The song merely names Ms. Valliamma, but could be a spark that begins telling the story of the Malaiyaha Tamils, according to Saumyaa Vilashini Muthulingam, a Kandy-based activist working on plantation rights and gender issues, who took part in the discussion. And that is significant, because Tamil Nadu has had little appetite to learn about the struggles of this community, she recalls.

“I studied in Bengaluru for three years from 2008. The final war was raging [in Sri Lanka] and Tamil people in India were following it closely. At that time and even later, I noticed that whenever I raised the issue of Malaiyaha Tamils, they were not receptive. It was all about ‘Jaffna Tamils,” she says.

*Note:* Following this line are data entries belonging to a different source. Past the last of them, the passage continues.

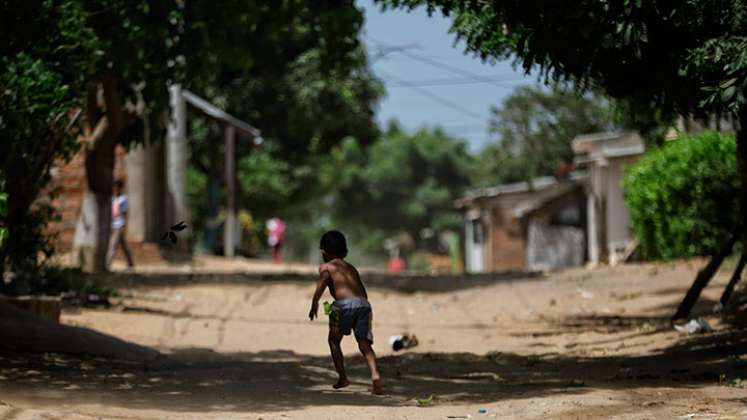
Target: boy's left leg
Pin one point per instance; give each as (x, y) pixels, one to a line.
(364, 345)
(334, 339)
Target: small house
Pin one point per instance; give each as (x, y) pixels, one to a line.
(606, 156)
(537, 225)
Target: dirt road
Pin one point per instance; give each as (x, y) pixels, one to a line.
(578, 344)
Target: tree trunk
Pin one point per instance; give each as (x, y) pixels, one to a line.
(94, 223)
(701, 280)
(705, 275)
(734, 280)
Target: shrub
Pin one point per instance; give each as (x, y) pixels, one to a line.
(683, 197)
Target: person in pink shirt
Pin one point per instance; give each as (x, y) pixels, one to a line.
(275, 237)
(120, 205)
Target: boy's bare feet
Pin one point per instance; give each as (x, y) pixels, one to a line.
(377, 388)
(341, 383)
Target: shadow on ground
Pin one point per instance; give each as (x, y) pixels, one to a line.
(200, 380)
(407, 283)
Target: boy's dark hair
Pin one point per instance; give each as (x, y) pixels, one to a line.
(333, 243)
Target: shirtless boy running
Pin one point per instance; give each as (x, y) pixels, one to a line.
(350, 309)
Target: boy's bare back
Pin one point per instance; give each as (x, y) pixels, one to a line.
(344, 280)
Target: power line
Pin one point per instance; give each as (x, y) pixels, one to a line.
(443, 66)
(442, 101)
(455, 81)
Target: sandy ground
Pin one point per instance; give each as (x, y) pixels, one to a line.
(577, 344)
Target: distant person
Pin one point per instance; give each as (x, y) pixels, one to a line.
(120, 206)
(275, 237)
(350, 310)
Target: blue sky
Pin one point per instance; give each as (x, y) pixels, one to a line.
(431, 82)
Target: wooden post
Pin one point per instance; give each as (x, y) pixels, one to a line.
(176, 163)
(229, 227)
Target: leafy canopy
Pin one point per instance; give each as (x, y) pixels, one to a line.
(685, 56)
(682, 196)
(403, 182)
(44, 60)
(534, 128)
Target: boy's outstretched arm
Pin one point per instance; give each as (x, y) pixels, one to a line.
(324, 279)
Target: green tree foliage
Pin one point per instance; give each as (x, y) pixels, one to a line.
(128, 52)
(44, 59)
(682, 196)
(534, 128)
(686, 56)
(402, 183)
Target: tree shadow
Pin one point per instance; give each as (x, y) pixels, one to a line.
(200, 380)
(406, 283)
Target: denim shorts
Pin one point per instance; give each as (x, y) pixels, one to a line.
(352, 314)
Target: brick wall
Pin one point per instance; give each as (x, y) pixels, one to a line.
(69, 184)
(507, 242)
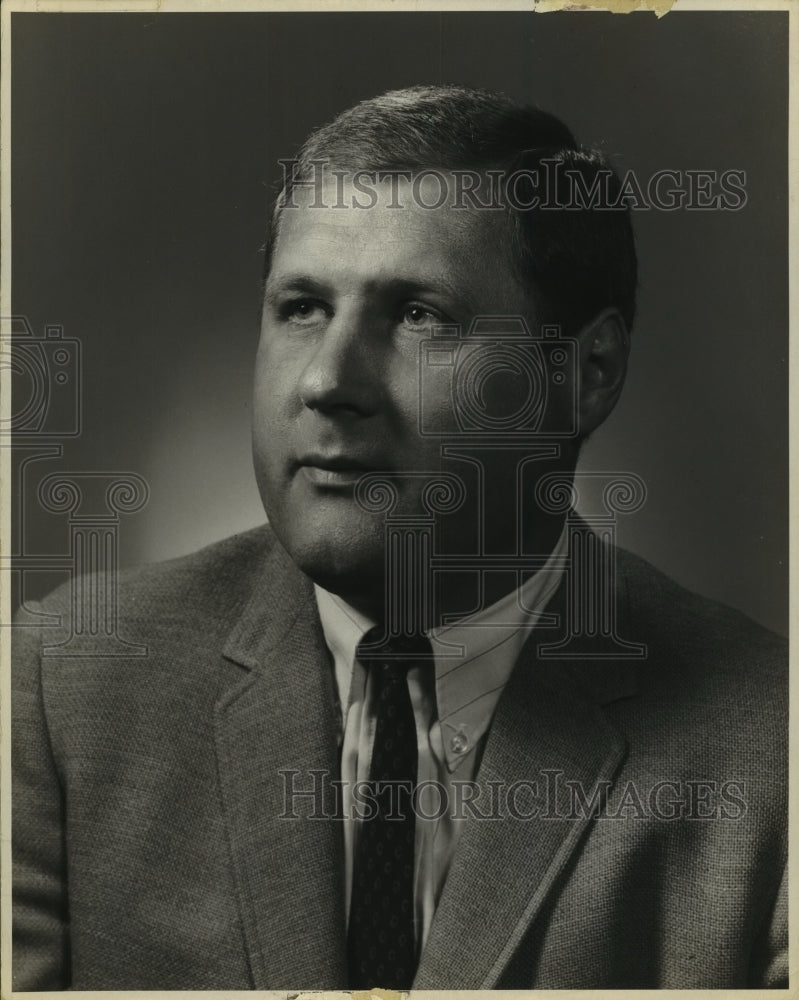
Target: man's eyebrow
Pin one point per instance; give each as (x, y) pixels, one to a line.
(296, 283)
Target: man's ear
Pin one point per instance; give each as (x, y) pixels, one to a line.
(604, 345)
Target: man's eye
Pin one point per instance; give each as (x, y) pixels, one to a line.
(418, 316)
(302, 311)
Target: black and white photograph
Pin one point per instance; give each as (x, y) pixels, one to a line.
(395, 512)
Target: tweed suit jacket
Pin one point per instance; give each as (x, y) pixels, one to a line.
(152, 847)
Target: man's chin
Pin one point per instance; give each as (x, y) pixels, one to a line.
(347, 564)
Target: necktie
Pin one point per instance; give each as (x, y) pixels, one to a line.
(382, 938)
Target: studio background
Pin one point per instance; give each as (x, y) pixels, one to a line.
(144, 157)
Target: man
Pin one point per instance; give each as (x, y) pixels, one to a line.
(427, 729)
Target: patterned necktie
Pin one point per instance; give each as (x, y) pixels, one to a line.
(382, 941)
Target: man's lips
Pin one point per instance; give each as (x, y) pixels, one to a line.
(335, 470)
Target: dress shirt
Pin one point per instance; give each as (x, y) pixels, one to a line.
(453, 705)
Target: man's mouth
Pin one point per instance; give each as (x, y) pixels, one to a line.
(333, 471)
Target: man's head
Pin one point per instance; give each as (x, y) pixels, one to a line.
(405, 213)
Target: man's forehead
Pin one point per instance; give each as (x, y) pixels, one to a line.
(389, 229)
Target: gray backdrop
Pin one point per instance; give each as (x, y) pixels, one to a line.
(144, 152)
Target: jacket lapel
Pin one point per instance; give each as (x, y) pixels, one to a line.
(549, 728)
(276, 734)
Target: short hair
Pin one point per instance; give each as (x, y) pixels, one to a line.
(578, 259)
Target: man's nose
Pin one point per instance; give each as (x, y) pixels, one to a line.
(344, 372)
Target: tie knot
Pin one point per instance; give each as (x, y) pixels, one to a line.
(402, 651)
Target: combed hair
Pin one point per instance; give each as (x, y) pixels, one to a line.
(577, 261)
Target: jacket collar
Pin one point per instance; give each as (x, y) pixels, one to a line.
(276, 738)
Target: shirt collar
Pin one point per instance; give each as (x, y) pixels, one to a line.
(474, 657)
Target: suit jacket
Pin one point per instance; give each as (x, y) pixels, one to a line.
(152, 846)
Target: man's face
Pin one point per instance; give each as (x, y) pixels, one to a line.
(351, 295)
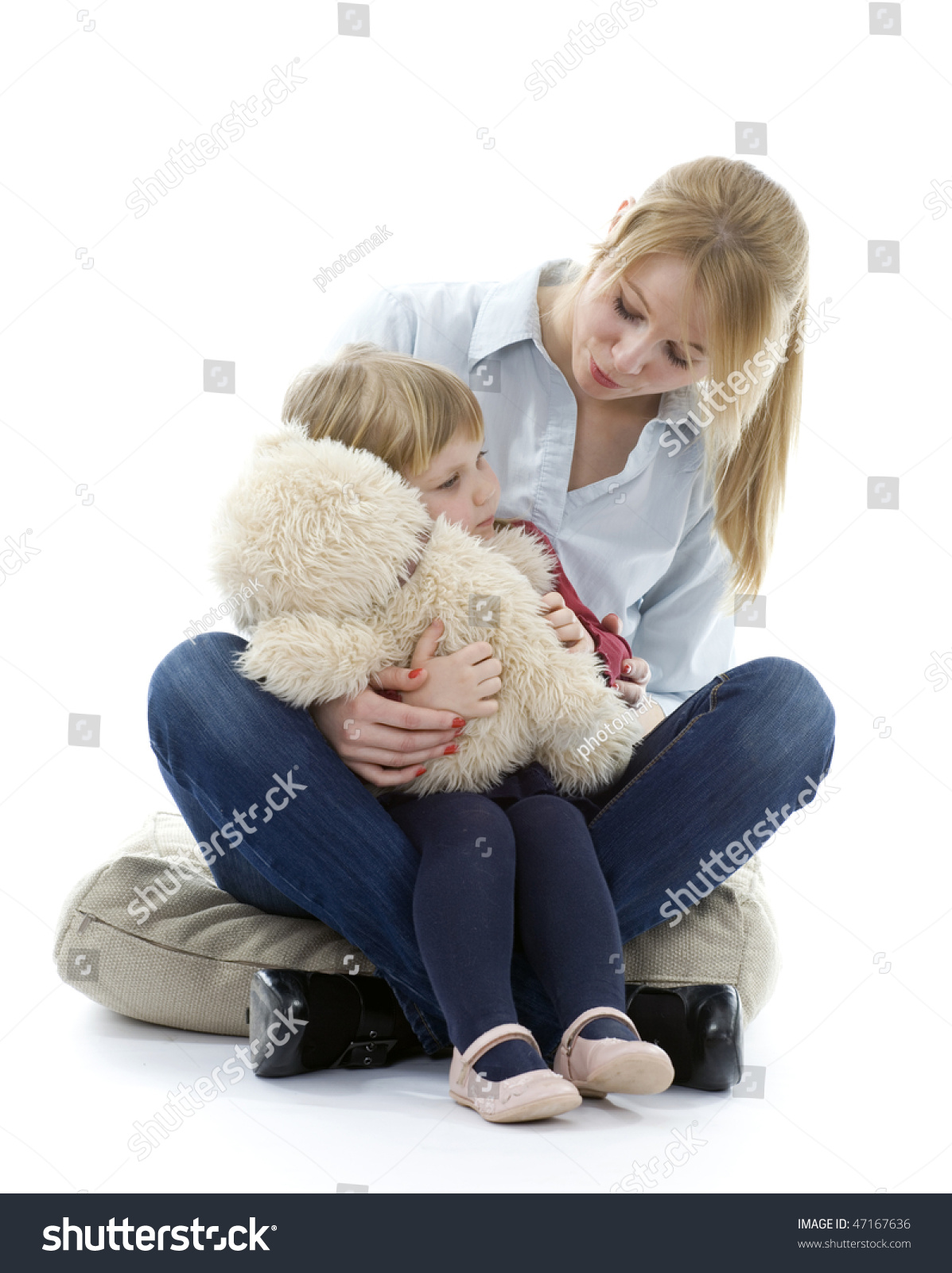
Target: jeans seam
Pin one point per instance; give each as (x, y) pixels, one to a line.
(723, 678)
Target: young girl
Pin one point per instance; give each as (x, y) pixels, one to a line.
(515, 865)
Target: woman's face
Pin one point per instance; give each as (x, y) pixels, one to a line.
(627, 343)
(461, 484)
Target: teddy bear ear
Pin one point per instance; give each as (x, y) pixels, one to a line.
(282, 434)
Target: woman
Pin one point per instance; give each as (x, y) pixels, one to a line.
(657, 524)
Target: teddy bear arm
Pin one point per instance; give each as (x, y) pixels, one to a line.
(305, 659)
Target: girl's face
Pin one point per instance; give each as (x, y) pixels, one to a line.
(627, 343)
(460, 483)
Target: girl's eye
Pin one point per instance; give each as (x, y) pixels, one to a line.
(624, 313)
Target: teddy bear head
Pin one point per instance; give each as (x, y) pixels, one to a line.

In her view, this was just another manifestation of the “indifference” to the community’s concerns seen within Sri Lanka as well. “Tamils of the north and east tend to look down upon our people. Even if you look at Malaiyaha Tamils who migrated to the north and east, they face discrimination when it comes to land rights and housing.”

Brought to Sri Lanka by the British to work in tea estates located in the country’s scenic hill country, the Malaiyaha Tamil community’s history is one of braving discrimination and oppression through two centuries, till date. They were disenfranchised, rendered stateless, denied basic rights and yet, the 1.5-lakh estate workers, from the million-strong community, continue to toil in estates, fighting for fair wages and decent living conditions.

Different struggles

It was not only the social hierarchy of different groups of minority Tamils within the island nation that relegated the Malaiyaha Tamils’ issues to the background, but also one of politics, Ms. Muthulingam notes. “Whether it is here or in Tamil Nadu, an economic struggle is not considered as heroic a struggle as the one for civil and political rights. I can’t see how having food on your plate can be less important than having self-respect,” she says.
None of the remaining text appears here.